Les litiges liés à l’activité économique étant fréquemment traités par les autorités politiques, il convient aussi de se faire une place équitable dans le gouvernement de la Ville. Ainsi voit-on, à partir des années 1330, le tisserand Jan van Wettere et ses deux fils se succéder au sein des deux collèges d’échevins. Pour autant qu’une identité de nom implique une parenté, il est possible de relever, parmi 126 tisserands politiciens, 28 % qui ont été précédés ou suivis par des membres de leur famille dans un des conseils de la cité.

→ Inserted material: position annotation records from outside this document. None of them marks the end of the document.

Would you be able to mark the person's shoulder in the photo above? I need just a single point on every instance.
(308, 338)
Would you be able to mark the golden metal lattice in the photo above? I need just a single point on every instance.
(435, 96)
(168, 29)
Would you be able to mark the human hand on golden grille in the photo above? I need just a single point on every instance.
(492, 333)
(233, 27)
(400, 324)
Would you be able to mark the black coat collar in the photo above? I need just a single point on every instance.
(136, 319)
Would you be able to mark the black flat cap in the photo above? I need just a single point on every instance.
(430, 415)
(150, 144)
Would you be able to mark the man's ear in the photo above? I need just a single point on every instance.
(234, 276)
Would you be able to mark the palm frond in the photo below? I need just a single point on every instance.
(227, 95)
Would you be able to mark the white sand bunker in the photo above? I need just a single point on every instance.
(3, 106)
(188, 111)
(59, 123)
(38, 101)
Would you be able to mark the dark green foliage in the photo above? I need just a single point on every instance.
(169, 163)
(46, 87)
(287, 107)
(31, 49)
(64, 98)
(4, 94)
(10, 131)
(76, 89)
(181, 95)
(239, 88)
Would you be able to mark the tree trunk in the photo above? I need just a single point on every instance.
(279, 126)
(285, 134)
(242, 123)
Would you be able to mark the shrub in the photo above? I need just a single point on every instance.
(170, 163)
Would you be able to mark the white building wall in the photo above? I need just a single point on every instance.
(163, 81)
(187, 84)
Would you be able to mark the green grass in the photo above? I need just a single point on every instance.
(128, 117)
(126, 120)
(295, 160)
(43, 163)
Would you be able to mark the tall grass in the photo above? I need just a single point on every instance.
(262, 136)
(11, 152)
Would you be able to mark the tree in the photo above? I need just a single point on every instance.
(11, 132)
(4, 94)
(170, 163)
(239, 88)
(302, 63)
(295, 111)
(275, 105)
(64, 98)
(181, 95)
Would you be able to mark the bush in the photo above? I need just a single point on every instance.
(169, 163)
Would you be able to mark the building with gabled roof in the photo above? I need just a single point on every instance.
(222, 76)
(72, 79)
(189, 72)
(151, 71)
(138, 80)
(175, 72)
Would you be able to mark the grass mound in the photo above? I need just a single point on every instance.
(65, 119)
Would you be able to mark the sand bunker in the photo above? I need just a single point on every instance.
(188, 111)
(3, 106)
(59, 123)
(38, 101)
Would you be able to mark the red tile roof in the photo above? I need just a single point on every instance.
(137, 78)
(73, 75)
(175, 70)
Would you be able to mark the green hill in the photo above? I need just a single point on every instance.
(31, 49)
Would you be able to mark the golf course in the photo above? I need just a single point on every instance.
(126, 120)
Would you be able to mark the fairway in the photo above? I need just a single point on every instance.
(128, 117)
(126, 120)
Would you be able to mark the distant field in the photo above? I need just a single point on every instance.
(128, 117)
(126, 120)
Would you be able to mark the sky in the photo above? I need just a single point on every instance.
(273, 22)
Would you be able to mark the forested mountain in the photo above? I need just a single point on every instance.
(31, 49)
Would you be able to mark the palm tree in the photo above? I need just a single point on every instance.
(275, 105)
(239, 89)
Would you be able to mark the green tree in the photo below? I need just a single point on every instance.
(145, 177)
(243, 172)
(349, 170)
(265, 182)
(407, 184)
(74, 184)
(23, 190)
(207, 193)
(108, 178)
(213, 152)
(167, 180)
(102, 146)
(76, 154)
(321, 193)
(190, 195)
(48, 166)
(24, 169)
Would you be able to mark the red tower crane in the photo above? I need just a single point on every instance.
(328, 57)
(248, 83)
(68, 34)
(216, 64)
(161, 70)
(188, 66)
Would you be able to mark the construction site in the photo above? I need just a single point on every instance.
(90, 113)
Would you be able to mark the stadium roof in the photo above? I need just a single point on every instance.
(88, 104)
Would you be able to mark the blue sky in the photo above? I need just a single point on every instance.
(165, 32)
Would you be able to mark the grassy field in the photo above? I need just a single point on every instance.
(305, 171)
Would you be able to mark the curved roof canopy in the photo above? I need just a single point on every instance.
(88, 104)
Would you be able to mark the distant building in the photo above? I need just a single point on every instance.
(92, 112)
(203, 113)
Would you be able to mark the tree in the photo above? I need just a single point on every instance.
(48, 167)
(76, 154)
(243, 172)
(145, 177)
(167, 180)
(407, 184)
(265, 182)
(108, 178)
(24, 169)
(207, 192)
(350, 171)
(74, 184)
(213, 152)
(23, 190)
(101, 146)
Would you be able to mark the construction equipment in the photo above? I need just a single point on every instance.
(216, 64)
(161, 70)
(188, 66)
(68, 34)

A partir de ces données, Wout Saelens, qui fait allégeance à Pierre Bourdieu pour son approche du concept de capital social, questionne l’historiographie des guildes en tant que communautés fraternelles, ayant su créer entre maîtres et compagnons un environnement culturel commun, une responsabilité collective et des obligations partagées. Ce point de vue a gardé toute sa pertinence sous le regard d’historiens tels que le Britannique Gervase Rosser, auteur de travaux des plus récents en la matière [2]. Il faut certes se garder d’une vision téléologique, qui ferait des métiers d’antan les laboratoires d’un égalitarisme alors non idéé et non revendiqué. L’accent mis sur les facteurs de cohésion, de solidarité et de charité internes ne doit, en outre, pas conduire à négliger l’existence, aussi, de conflits d’intérêts. Humain, trop humain… Mais avant que des écarts se creusent irrémédiablement çà et là, à la fin de l’Ancien Régime, entre maîtres et compagnons ou entre différents maîtres, la fraternité sans l’égalité a pu aller de soi. Comme va de soi, dans les familles et sauf exceptions, l’amour entre grands frères et petits frères.

P.V.

[1] « Guild Brotherhood, Guild Capital ? Social Network Strategies of Master Weavers and Drapers in Fourteenth-century Ghent » , dans The Low Countries Journal of Social and Economic History, jaargang 16, n° 1, Amsterdam, 2019, pp. 5-29, https://www.tseg.nl/articles/10.18352/tseg.1036/ (en libre accès).

[2] Il a synthétisé ses recherches dans The Art of Solidarity in the Middle Ages. Guilds in England 1250-1550, Oxford, Oxford University Press, 2015.